Alors que l'armée syrienne est sur le point de remettre intégralement la main sur l'artère vitale reliant Damas à Alep et que cinq soldats turcs auraient à nouveau été tués, il se passe des choses tout aussi importantes dans le Grand jeu énergético-eurasien. Les Chroniques n'ayant pas abordé le sujet depuis décembre, un petit point de la situation n'est peut-être pas inutile sur les gigantesques tubes qui intègrent le continent-monde...
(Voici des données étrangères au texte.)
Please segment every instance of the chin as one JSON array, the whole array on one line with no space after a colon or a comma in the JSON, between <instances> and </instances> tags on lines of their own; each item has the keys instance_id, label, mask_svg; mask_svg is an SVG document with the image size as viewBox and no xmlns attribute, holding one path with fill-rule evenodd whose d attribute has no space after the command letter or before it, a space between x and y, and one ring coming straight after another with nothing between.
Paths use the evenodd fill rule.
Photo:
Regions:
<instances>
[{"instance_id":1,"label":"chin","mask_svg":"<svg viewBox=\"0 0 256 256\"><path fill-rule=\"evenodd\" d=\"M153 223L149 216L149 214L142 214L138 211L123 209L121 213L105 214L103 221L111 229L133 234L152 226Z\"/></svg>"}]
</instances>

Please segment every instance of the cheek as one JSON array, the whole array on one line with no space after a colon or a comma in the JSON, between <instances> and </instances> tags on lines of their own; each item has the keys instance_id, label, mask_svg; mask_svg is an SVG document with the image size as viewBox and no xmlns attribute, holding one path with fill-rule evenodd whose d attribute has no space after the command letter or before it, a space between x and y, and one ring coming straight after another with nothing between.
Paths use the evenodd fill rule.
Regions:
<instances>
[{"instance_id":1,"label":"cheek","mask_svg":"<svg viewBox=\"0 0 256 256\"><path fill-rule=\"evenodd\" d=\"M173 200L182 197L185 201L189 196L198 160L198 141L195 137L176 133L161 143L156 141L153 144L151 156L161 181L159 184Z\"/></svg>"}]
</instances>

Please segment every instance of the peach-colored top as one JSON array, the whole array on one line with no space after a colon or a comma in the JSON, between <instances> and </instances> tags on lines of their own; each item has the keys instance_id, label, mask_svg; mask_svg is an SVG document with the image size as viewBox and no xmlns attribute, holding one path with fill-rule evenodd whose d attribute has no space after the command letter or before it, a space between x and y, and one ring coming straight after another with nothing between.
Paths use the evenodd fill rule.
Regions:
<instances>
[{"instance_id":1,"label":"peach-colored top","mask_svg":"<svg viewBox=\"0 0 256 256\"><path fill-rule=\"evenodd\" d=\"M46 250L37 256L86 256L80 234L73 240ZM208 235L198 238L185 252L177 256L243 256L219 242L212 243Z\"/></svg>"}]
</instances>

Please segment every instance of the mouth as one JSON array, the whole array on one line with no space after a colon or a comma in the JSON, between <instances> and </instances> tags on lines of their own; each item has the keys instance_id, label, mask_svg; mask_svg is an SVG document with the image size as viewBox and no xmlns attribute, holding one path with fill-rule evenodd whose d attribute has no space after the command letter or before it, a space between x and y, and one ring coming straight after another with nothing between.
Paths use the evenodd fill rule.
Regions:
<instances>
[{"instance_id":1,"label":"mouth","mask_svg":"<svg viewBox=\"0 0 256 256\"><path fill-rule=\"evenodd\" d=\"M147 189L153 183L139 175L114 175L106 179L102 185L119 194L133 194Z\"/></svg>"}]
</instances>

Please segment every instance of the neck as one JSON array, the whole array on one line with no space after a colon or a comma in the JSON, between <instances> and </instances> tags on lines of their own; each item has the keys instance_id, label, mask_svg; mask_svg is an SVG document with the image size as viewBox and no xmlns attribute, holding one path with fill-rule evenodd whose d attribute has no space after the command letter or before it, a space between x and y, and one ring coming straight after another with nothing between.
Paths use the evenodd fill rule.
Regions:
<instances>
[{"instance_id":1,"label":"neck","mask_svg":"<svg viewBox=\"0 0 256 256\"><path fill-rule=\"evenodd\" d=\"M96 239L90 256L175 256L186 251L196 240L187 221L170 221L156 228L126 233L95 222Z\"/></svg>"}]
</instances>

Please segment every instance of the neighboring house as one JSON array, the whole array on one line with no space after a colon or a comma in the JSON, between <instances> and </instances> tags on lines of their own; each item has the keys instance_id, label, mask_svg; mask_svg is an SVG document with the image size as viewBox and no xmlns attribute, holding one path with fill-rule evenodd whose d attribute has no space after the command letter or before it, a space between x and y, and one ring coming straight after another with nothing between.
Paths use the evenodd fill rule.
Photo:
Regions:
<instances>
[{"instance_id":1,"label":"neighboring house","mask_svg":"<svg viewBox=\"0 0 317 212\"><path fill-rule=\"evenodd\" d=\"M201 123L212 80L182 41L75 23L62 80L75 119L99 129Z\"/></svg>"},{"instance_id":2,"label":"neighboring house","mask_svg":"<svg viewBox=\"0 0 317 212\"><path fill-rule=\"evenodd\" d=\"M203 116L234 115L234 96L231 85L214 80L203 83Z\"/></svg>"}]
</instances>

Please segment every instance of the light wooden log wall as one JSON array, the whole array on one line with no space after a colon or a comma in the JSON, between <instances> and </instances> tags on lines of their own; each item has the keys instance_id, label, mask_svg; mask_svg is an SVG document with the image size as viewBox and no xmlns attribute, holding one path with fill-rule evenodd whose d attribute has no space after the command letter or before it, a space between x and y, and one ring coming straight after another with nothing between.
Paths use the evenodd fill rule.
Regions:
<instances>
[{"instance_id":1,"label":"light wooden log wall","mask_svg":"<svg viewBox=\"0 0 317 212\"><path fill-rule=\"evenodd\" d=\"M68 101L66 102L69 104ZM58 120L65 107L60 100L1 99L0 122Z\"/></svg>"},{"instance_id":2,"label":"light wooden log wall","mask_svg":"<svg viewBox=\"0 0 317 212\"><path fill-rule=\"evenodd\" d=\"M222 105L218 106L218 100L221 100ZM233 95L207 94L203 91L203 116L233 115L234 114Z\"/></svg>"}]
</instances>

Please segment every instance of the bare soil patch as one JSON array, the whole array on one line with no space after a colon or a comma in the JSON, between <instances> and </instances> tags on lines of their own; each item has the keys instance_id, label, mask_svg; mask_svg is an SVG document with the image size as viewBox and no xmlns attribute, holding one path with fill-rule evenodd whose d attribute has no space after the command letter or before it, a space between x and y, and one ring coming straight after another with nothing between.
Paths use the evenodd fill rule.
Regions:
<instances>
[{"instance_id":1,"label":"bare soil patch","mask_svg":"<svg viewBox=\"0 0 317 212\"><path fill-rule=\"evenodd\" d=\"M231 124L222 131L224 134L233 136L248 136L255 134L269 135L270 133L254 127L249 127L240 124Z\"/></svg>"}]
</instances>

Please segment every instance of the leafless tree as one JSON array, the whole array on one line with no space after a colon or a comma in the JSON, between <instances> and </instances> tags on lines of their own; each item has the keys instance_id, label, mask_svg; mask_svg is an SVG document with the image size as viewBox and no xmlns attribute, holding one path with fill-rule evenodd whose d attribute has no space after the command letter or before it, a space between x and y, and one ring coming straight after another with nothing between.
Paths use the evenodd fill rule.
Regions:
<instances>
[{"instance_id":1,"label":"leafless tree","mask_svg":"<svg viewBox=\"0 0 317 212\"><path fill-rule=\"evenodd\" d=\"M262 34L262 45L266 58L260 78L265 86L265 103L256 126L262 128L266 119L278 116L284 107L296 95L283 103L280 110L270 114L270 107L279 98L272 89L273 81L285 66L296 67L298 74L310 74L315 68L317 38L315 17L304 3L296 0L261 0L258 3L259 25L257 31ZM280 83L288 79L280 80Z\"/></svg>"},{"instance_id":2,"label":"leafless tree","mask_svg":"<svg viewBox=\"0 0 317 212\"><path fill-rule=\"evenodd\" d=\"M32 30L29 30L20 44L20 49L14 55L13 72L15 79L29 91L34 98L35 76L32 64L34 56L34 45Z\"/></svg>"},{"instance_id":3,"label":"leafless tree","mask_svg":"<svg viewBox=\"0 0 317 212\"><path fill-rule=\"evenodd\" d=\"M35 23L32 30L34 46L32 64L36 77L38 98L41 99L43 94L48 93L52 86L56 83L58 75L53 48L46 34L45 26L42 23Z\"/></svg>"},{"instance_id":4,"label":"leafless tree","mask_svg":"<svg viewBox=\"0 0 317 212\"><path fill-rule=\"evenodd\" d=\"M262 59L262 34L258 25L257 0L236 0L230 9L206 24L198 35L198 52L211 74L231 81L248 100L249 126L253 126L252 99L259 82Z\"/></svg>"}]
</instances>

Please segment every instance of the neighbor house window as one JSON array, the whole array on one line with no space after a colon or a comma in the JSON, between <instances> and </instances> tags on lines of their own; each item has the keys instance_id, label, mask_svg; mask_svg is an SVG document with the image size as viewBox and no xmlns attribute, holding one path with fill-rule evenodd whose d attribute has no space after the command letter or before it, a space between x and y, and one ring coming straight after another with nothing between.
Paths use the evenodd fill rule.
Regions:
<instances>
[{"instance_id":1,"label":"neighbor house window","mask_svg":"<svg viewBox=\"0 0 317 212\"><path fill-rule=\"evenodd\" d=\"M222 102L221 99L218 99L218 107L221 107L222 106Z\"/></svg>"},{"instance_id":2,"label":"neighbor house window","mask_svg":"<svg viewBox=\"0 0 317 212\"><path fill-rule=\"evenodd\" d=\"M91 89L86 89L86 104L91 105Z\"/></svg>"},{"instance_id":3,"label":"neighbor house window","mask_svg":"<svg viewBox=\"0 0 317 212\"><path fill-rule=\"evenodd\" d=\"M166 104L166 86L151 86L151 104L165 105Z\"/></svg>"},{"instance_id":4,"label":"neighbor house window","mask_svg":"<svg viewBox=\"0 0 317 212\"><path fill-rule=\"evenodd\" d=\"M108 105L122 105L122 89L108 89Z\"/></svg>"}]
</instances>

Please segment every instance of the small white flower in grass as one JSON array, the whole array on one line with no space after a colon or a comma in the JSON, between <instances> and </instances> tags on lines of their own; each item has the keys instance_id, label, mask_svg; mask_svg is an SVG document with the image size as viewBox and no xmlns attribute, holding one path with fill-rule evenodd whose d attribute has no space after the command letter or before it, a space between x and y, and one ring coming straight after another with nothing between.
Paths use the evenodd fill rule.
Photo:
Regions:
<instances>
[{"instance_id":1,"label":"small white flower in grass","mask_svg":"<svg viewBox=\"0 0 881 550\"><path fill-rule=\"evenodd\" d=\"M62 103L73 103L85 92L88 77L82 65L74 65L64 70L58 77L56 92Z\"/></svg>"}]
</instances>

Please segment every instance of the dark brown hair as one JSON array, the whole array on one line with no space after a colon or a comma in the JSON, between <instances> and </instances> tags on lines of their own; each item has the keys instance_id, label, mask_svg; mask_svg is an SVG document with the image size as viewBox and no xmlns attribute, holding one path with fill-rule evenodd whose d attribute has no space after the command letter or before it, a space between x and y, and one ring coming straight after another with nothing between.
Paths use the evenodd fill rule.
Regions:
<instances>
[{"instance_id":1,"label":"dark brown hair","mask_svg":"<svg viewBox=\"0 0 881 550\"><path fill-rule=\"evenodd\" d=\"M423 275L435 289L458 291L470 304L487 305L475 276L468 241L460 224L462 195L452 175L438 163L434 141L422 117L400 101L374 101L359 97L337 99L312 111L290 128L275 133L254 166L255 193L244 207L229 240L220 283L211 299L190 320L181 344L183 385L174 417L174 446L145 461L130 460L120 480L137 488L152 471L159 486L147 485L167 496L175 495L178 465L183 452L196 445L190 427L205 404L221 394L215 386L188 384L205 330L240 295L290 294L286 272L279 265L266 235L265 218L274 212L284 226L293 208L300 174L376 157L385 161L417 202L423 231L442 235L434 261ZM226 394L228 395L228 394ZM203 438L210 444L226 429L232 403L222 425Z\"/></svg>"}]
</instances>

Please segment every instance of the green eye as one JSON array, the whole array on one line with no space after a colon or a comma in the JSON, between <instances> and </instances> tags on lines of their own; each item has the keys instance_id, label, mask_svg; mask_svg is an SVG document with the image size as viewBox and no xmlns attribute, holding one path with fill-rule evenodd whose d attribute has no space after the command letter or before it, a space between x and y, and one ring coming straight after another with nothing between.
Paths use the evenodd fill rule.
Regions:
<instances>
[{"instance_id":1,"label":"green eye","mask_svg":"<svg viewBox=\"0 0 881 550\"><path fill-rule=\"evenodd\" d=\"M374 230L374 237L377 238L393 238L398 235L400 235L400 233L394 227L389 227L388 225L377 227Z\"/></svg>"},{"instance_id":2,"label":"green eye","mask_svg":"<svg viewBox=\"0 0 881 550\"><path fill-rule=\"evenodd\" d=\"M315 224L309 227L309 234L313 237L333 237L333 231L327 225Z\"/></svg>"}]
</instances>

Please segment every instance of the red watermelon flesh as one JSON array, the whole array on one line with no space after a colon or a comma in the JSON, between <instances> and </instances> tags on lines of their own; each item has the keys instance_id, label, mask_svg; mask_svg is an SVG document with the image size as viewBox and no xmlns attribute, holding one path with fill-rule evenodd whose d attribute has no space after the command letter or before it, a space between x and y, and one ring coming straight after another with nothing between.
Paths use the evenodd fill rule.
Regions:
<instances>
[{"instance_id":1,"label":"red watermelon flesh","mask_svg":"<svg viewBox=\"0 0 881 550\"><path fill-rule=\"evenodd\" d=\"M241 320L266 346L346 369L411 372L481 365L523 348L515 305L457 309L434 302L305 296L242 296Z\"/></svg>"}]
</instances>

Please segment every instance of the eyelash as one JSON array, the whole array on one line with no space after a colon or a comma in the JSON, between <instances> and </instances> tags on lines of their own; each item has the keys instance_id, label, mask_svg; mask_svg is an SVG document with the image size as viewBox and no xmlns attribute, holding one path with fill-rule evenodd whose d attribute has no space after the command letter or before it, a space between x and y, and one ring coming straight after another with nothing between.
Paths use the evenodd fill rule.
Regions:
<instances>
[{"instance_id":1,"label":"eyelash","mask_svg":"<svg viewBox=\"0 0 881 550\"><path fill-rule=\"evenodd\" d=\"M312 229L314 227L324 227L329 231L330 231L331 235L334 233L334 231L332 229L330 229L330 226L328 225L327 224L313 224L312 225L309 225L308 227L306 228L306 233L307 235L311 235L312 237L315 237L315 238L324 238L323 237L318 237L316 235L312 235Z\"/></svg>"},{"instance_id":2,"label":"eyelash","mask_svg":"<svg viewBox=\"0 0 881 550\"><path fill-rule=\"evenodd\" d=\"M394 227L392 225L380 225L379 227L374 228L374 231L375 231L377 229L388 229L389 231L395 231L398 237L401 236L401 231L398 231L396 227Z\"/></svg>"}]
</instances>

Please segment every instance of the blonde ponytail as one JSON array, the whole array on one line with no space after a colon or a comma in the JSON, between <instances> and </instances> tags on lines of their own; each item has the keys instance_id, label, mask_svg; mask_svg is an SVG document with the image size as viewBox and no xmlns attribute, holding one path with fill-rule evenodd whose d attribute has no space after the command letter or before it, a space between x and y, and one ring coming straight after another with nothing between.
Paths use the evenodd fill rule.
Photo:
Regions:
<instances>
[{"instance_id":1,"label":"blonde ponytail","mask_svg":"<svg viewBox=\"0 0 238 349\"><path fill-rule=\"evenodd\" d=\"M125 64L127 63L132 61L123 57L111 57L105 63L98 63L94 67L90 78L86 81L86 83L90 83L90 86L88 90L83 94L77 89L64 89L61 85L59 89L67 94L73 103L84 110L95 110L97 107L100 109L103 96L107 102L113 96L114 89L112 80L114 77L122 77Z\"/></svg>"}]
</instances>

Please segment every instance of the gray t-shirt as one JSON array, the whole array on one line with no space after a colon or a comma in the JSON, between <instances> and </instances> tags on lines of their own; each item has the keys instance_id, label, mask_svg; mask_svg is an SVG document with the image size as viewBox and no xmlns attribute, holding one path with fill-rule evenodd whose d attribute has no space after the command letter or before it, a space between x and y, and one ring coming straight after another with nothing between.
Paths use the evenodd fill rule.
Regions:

Le fidèle lecteur sait à quel point la connexion énergétique entre le Heartland et le Rimland fait s'arracher les cheveux des stratèges américains et les dernières nouvelles ne sont guère faites pour les rassurer. Dans le grand match gazier entre l'ours et l'empire, le premier a déjà planté deux essais dans l'en-but et un troisième est dans la balance, analysé par l'arbitre vidéo.
Inauguré en janvier, le Turk Stream (2) a fêté son premier milliard de m3 de gaz (dont une moitié vers la Turquie, l'autre vers la frontière bulgare, c'est-à-dire vers les Balkans). C'est évidemment cette extension vers l'Europe qui cristallise toutes les rancœurs impériales et l'on se rappelle qu'en son temps, McCainistan avait réussi à torpiller le monumental South Stream russe, justement en allant de balader du côté de Sofia.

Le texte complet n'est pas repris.